Some stuff going on:

  • Perl is creating a Parrot virtual machine
  • The Ruby world has one right now that is 15 times slower than C. (see earlier blog) There are lots of VM projects. See http://wiki.rubygarden.org/ruby/page/show/VirtualMachineOptions. Ruby2 is planned to use Rite. See http://wiki.rubygarden.org/Ruby/page/show/Rite
  • Microsoft needed a multi-language VM from the start. Projects to run Python (Iron Python), Ruby (Garden’s Point Ruby.Net – see http://www.plas.fit.qut.edu.au/rubynet/) are well under along.

Clearly every language needs a great and performant VM that runs on all architectures and OSs. Why should each language implement its own? The answer is trust. Would you trust Microsoft? Or Sun? But if Sun open sources the JDK, that solves the trust issue.

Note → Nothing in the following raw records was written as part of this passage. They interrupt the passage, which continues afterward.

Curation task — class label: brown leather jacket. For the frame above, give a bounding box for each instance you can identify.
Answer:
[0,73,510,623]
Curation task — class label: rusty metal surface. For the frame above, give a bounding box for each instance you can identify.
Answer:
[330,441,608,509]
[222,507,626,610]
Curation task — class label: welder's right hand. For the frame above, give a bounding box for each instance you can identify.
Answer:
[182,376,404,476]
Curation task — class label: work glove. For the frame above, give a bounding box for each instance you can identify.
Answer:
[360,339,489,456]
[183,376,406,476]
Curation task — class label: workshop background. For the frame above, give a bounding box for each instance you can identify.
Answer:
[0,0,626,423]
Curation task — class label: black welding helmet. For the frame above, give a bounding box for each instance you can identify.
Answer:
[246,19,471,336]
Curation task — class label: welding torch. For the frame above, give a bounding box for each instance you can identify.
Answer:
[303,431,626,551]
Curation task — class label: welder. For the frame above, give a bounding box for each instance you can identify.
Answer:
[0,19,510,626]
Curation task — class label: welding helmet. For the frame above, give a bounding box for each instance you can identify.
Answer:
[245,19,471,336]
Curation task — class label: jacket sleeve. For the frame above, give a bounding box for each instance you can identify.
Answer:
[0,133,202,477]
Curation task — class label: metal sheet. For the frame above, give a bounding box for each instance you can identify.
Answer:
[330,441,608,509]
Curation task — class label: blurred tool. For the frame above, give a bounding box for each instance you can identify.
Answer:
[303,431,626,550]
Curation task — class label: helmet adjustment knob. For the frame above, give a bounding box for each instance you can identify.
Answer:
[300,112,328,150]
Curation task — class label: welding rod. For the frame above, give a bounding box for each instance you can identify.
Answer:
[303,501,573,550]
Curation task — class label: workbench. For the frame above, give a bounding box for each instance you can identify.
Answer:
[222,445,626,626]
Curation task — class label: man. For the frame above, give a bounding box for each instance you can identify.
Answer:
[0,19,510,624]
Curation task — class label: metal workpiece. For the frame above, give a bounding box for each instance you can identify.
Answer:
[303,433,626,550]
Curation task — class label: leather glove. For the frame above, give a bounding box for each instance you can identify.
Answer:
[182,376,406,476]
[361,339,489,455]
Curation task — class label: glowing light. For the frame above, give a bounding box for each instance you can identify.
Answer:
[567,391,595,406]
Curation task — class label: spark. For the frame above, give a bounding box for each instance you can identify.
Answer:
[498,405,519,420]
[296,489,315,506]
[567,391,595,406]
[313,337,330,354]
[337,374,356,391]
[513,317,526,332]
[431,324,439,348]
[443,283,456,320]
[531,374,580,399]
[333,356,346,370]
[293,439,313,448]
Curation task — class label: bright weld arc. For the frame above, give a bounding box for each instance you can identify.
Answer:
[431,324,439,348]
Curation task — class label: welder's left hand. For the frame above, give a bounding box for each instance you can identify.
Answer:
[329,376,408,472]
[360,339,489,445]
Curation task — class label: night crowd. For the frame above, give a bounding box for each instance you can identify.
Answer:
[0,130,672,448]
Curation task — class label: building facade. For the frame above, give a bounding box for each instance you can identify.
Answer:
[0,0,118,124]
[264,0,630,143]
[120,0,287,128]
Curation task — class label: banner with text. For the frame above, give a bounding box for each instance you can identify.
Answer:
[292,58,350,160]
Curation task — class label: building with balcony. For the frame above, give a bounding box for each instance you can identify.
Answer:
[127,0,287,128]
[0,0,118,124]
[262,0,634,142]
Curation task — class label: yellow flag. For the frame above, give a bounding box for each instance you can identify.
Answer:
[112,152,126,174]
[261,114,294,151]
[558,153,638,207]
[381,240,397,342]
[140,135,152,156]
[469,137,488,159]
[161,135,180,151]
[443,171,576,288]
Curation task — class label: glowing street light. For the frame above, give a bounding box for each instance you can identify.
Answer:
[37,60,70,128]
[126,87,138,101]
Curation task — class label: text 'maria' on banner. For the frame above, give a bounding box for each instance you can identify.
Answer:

Sun are adding invokeDynamic and some other goodies to the next JDK to better support dynamic languages. And they are open sourcing it. If this is done right, the other language implementers may drop VM work and just provide a JDK implementation. This strategy could see the JDK (renamed to some cool name of course like my suggestion of Hydra Virtual Machine) move into a central position in the open source world that it has never occupied before.

Couple this with Sun’s new USD99 per incident developer support offering, and once again, Sun may see revenue they have never seen before. Once again of the type small amount * large number.

The law of large numbers

In summary, I think the totality of what Sun is doing amounts to a revolution. It may touch the lives of many of us. If it does the law of large numbers may see Sun’s coffers brimming over with software and services revenue. I am not sure if this is Jonathan Schwartz’s doing, but someone at Sun seems finally to have come up with a great software strategy.

By Greg Luck

As Terracotta’s CTO, Greg (@gregrluck) is entrusted with understanding market and technology forces and the business drivers that impact Terracotta’s product innovation and customer success. He helps shape company and technology strategy and designs many of the features in Terracotta’s products. Greg came to Terracotta on the acquisition of the popular caching project Ehcache which he founded in 2003. Prior to joining Terracotta, Greg served as Chief Architect at Australian online travel giant Wotif.com. He also served as a lead consultant for ThoughtWorks on accounts in the United States and Australia, was CIO at Virgin Blue, Tempo Services, Stamford Hotels and Resorts and Australian Resorts and spent seven years as a Chartered Accountant in KPMG’s small business and insolvency divisions. He is a regular speaker at conferences and contributor of articles to the technical press.

4 comments

  1. Hello Greg
    Thanks for the comprehensive viewpoint. We’d appreciate your feedback and suggestions for improvement. Why not post some more specifics on painpoints with GlassFish at out users mailing list at
    users AT glassfish DOT dev DOT java DOT net

    Thanks
    Shreedhar Ganapathy
    Project GlassFish Community Manager

  2. “JBoss’s Marc Fleury just gets up the nose of people. Some people hate JBoss and will not use it.”

    Greg, is this really the only reason you are avoiding JBoss??

  3. Daniel
    The Fleury factor is very real. I used JBoss all last year and was reasonably happy with it. The JMS stuff needed work, but other than that I had no real problems.
    In terms of where I am now, I needed to build a concensus around what to use. I thought JBoss should have been the first one to evaluate, but another influential person just vetoed it in an over my dead body kind of way. Sun App Server was the second choice. It has worked out well for us but it is a shame that non-technical reasons blocked JBoss.